I'm not sure why your graph is non-periodic (probably some unexpected behaviour of fmod), but I can explain the discontinuity at what I assume is $T/2$. The value of $\int_0^x \begin{cases}g_1(t)&\text{if }t<T/2\\g_2(t)&\text{if }t\ge T/2\end{cases}\,\mathrm dt$ when $x\ge T/2$ is $\int_0^{T/2}g_1(t)\,\mathrm dt + \int_{T/2}^xg_2(t)\,\mathrm dt$, not simply $\int_0^xg_2(t)\,\mathrm dt$. –  Rahul Aug 5 '12 at 16:47
    
The non-periodicity of the function was due to a mistake in my code.

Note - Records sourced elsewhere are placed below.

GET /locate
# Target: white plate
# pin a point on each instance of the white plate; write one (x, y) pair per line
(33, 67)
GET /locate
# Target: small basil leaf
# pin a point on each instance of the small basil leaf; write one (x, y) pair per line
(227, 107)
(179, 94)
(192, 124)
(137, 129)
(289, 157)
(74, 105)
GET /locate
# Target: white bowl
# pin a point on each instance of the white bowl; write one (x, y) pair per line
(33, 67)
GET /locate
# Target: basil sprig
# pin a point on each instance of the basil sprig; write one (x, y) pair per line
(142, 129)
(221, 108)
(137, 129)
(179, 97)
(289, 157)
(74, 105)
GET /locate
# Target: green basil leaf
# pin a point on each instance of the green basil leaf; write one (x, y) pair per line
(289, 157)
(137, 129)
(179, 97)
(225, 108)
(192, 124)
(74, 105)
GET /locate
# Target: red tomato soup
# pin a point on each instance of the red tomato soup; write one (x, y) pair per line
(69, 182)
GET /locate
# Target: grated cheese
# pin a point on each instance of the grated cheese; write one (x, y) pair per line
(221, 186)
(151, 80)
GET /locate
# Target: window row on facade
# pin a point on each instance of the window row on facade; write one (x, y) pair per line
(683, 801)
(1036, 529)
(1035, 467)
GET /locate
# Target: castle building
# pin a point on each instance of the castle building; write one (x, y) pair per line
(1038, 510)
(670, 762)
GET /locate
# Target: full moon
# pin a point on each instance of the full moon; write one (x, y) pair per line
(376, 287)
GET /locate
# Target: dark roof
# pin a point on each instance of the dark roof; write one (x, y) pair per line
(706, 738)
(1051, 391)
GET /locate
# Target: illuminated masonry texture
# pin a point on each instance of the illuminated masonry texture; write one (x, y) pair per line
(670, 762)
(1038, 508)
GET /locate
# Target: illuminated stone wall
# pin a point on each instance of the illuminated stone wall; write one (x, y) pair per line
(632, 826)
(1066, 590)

It works as expected now, thanks. –  Mark Anderson Aug 6 '12 at 12:03

2 Answers 2

up vote 5 down vote accepted

Well, in principle there's nothing wrong with the definitions you have. Mathematically, functions are defined extensionally, so two different-looking functions that have the same output on all inputs are actually the same function, just written in different forms.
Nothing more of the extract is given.